Mailing-List: contact cygwin-help AT cygwin DOT com; run by ezmlm
List-Subscribe: <mailto:cygwin-subscribe AT cygwin DOT com>
List-Archive: <http://sources.redhat.com/ml/cygwin/>
List-Post: <mailto:cygwin AT cygwin DOT com>
List-Help: <mailto:cygwin-help AT cygwin DOT com>, <http://sources.redhat.com/ml/#faqs>
Sender: cygwin-owner AT cygwin DOT com
Mail-Followup-To: cygwin AT cygwin DOT com
Delivered-To: mailing list cygwin AT cygwin DOT com
Sensitivity: 
Subject: Re: proftpd issues
To: cygwin AT cygwin DOT com
Message-ID: <OF9E370AA7.20142D0F-ON85256D7D.00456A8F-85256D7D.004898EF@empirehealthcare.com>
From: Brian DOT Kelly AT Empireblue DOT com
Date: Sat, 9 Aug 2003 09:12:57 -0400
MIME-Version: 1.0
X-WSS-ID: 132A2C62526170-01-03
Content-Type: text/plain;
 charset=us-ascii
Content-Transfer-Encoding: 7bit


> Fixes for what?  If proftpd needs to switch user contexts (using Cygwin
> system calls), the account it runs under needs to have those rights.
> Period.

I'm sorry Igor, I'm not giving you enough info. proftpd is being called
from xinetd which itself is being launched via init. *telnet* works fine
and authenticates BOTH local and domain ID's. So that *should* - correct
me if I'm wrong - eliminate the passwd and group file entries as culprits.
Especially since I'm using the very same domain ID for my testing.

bmk1n0 AT STP*****FTP1 ~
 - telnet 1**.24.2**.81
Trying 1**.24.2**.81...
Connected to 1**.24.2**.81.
Escape character is '^]'.

CYGWIN_NT-5.0 1.3.22(0.78/3/2) (stp*****ftp2) (tty0)

login: bmk1n0
Password:
Fanfare!!!
You are successfully logged in to this server!!!
bmk1n0 AT stp*****ftp2 ~
 - exit
logout
Connection closed by foreign host.
bmk1n0 AT STP*****FTP1 ~
 - ftp 172.24.200.81
Connected to 1**.24.2**.81.
220 ProFTPD 1.2.9rc1 Server (ProFTPD Default Installation) [stpn*****ftp2.
************.com]
Name (1**.24.2**.81:bmk1n0): bmk1n0
331 Password required for bmk1n0.
Password:
530 Login incorrect.
ftp: Login failed.
421 Service not available, remote server has closed connection
ftp> bye

########### NOW LOCAL ID - SAME AS PROFTPD IS SET TO #############

bmk1n0 AT STP*****FTP1 ~
 - ftp 1**.24.2**.81
Connected to 1**.24.2**.81.
220 ProFTPD 1.2.9rc1 Server (ProFTPD Default Installation) [stp*****ftp2.
************.com]
Name (1**.24.2**.81:bmk1n0): root
331 Password required for root.
Password:
230 User root logged in.
Remote system type is UNIX.
Using binary mode to transfer files.
ftp>

%%%%%%%%%%%%%%%%%%%%%%%%%%%%%%%%%%%%%%%%%%%%%%%%%%%%%%

Furthermore, if I change the ftp daemon to the one supplied with inetutils,
Domain
authentication works again.

The *root* ID was created as new local ID on the ftp2 box. I have
explicitly assigned
the rights:

"Act as part of the operating system"
"Replace process level token"
"Increase quotas"

It is a member of the administrator's group.

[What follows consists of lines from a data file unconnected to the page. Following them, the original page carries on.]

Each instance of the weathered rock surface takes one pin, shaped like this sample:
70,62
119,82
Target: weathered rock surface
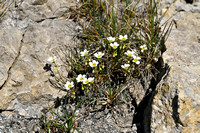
176,101
30,30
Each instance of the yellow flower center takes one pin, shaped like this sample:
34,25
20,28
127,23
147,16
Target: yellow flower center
143,48
123,39
129,54
69,86
94,64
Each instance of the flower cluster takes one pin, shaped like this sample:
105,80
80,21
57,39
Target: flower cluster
97,63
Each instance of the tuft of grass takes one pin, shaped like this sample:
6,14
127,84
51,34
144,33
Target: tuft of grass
120,41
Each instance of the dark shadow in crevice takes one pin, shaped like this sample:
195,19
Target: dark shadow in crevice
175,114
142,121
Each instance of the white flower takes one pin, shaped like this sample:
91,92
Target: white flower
143,47
91,80
136,60
85,81
123,38
80,78
69,85
130,53
111,39
114,45
93,63
52,59
84,53
125,66
99,55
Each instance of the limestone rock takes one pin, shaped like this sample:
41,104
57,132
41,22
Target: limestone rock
30,31
176,104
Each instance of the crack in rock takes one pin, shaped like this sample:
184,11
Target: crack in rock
14,62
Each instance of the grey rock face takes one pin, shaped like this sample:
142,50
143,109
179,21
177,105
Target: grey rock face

As you can see, the server runs with this ID, and authenticates this ID,
but
not Domain ID's.

Also, it simply will *not* run with the SYSTEM ID, although telnetd *is*
running
with it.


Thanks
Brian Kelly





"Igor Pechtchanski" <pechtcha AT cs DOT nyu DOT edu> on 08/08/2003 08:57:53 PM

Please respond to cygwin AT cygwin DOT com

To:    Brian DOT Kelly AT empireblue DOT com
cc:    cygwin AT cygwin DOT com

Subject:    Re: proftpd issues


Fixes for what?  If proftpd needs to switch user contexts (using Cygwin
system calls), the account it runs under needs to have those rights.
Period.  If the SYSTEM account doesn't have those rights on your machine,
it's nothing that proftpd can fix.  You'll just need to either create an
account with those rights, or add them to an existing account.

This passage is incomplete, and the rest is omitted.